Salarié en arrêt ? Découvrez les obligations de l’employeur, les risques à éviter et les bonnes pratiques pour bien gérer les arrêts de travail en TPE-PME.



Gestion des arrêts de travail : le guide complet pour les employeurs en 2025

 

Cet article propose un guide pratique et juridique complet pour aider les employeurs à bien gérer les arrêts de travail en entreprise : démarches à effectuer, indemnisation, droits et contrôles, risques juridiques... Avec une approche claire et actualisée, vous saurez exactement quoi faire étape par étape pour rester en conformité et préserver vos intérêts.


À lire : Santé mentale en entreprise : Adoptez les bons baromètres dès aujourd'hui 

 

 

📊 Le chiffre clé : 21,3 % des arrêts concernent les salariés de TPE


En 2024, 21,3 % des arrêts de travail ont concerné des salariés de Très Petites Entreprises (TPE), soulignant à quel point ces structures sont exposées à l’absentéisme (source : Assurance Maladie, Rapport 2024). Cette réalité pèse lourd : près de 17 milliards d’euros ont été dépensés par la Sécurité sociale pour les arrêts de travail en 2024, contre 15,8 milliards en 2023, soit une hausse de +8,5 % en un an.


Avec 42 % des salariés français ayant reçu au moins un arrêt maladie cette année, les dirigeants de TPE sont confrontés à une complexité croissante dans la gestion des absences. Pire encore, l’absentéisme coûterait jusqu’à 100 milliards d’euros par an aux entreprises privées (source : Cabinet Ayming, Baromètre de l’Absentéisme 2024). Un enjeu stratégique quand on sait que 46 % des salariés de TPE ont moins de 40 ans, une population plus sujette aux arrêts courts et répétés.

 

👉 Face à ce constat, maîtriser les obligations légales, anticiper les démarches et sécuriser les procédures devient une priorité pour les employeurs de petites entreprises.

 



✅ Démarches administratives : que faire dès réception d’un arrêt ?
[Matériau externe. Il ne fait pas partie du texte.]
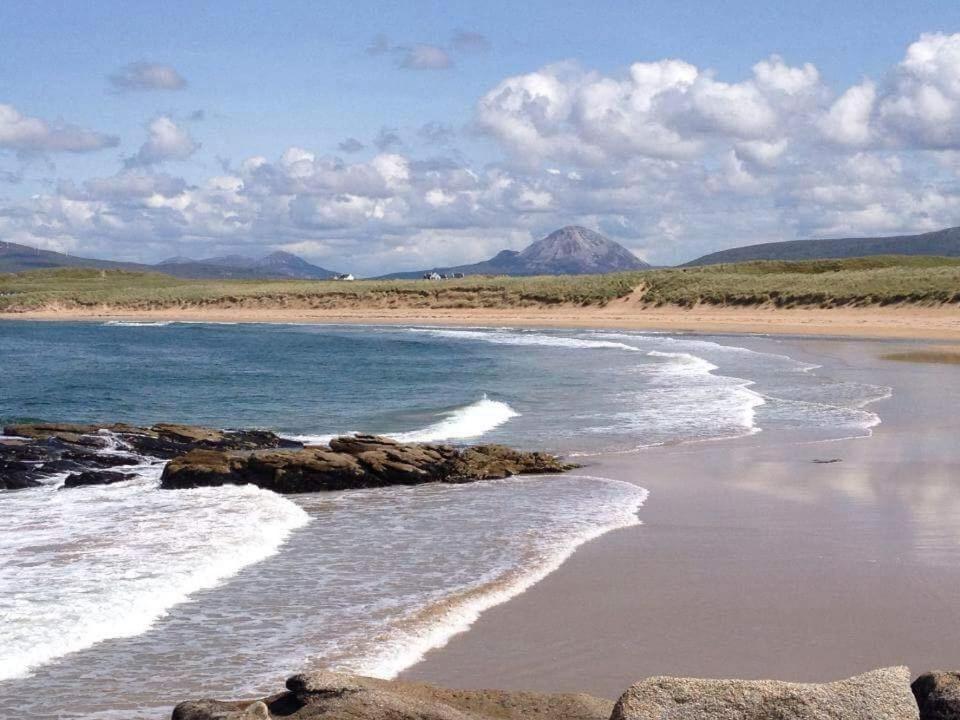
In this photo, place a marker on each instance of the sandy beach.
(755, 558)
(903, 322)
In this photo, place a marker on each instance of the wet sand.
(905, 322)
(753, 560)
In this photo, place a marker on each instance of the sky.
(377, 137)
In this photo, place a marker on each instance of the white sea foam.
(431, 627)
(83, 565)
(471, 421)
(464, 423)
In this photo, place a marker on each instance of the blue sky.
(142, 132)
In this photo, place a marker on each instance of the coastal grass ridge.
(853, 282)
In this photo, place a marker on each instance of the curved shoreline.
(903, 323)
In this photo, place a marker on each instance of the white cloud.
(668, 158)
(27, 134)
(847, 122)
(425, 57)
(166, 141)
(146, 76)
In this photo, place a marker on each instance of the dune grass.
(814, 283)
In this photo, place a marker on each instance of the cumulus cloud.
(144, 75)
(387, 138)
(436, 133)
(671, 159)
(428, 56)
(28, 135)
(466, 41)
(848, 120)
(425, 57)
(166, 141)
(350, 145)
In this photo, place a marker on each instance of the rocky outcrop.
(357, 461)
(332, 696)
(205, 457)
(30, 452)
(938, 695)
(878, 695)
(163, 440)
(95, 477)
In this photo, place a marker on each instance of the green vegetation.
(815, 283)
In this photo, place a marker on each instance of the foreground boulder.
(357, 461)
(878, 695)
(938, 695)
(333, 696)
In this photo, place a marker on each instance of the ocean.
(118, 601)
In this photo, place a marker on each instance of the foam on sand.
(87, 564)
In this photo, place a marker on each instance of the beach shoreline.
(895, 322)
(756, 557)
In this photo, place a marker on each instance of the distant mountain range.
(571, 250)
(944, 243)
(275, 266)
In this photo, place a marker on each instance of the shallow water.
(224, 591)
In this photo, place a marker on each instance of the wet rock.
(16, 476)
(95, 477)
(359, 461)
(878, 695)
(163, 440)
(332, 696)
(938, 695)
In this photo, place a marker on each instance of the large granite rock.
(332, 696)
(878, 695)
(357, 461)
(938, 695)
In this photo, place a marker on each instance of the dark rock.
(358, 461)
(332, 696)
(163, 440)
(16, 475)
(95, 477)
(878, 695)
(938, 695)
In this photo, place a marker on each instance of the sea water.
(117, 601)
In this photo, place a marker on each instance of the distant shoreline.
(895, 322)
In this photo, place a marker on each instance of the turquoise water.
(225, 591)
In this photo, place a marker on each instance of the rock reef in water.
(878, 695)
(201, 457)
(30, 452)
(359, 461)
(333, 696)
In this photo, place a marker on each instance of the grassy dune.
(816, 283)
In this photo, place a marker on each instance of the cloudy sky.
(373, 137)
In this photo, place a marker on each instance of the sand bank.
(905, 322)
📌 Que doit faire l’employeur à réception d’un arrêt ?


Dès qu’un salarié transmet un arrêt de travail (volet 3), l’employeur doit immédiatement entamer les démarches suivantes :


  • Vérifier la réception dans les délais légaux (48h) ;

  • Transmettre l’attestation de salaire à la CPAM via net-entreprises.fr (dans les 5 jours) ;

  • Informer l’organisme de prévoyance si une couverture complémentaire existe ;

  • Mettre à jour le dossier du salarié (registre du personnel, planning, etc.).

💡 Bon à savoir : tout retard dans la transmission de l’attestation de salaire peut entraîner un retard dans le versement des indemnités, générant potentiellement un contentieux.



💶 Indemnisation : CPAM, maintien de salaire, subrogation


🏥 Qui paie le salarié en arrêt ?


  • La CPAM verse les IJSS (Indemnités Journalières de Sécurité Sociale) après 3 jours de carence.

  • L’employeur peut être tenu de compléter la rémunération, selon la convention collective ou un accord d’entreprise.

 

 

🔍 Zoom : baisse du plafond des IJSS en 2025



Depuis le 1er janvier 2025, le plafond des indemnités journalières de Sécurité sociale (IJSS) a été revu à la baisse. Désormais, le montant maximal versé par la CPAM est calculé sur la base de 1,8 fois le SMIC contre 2 fois auparavant.


👉 Conséquence directe :

  • Le montant des IJSS versées au salarié est moins élevé pour les revenus supérieurs au nouveau plafond.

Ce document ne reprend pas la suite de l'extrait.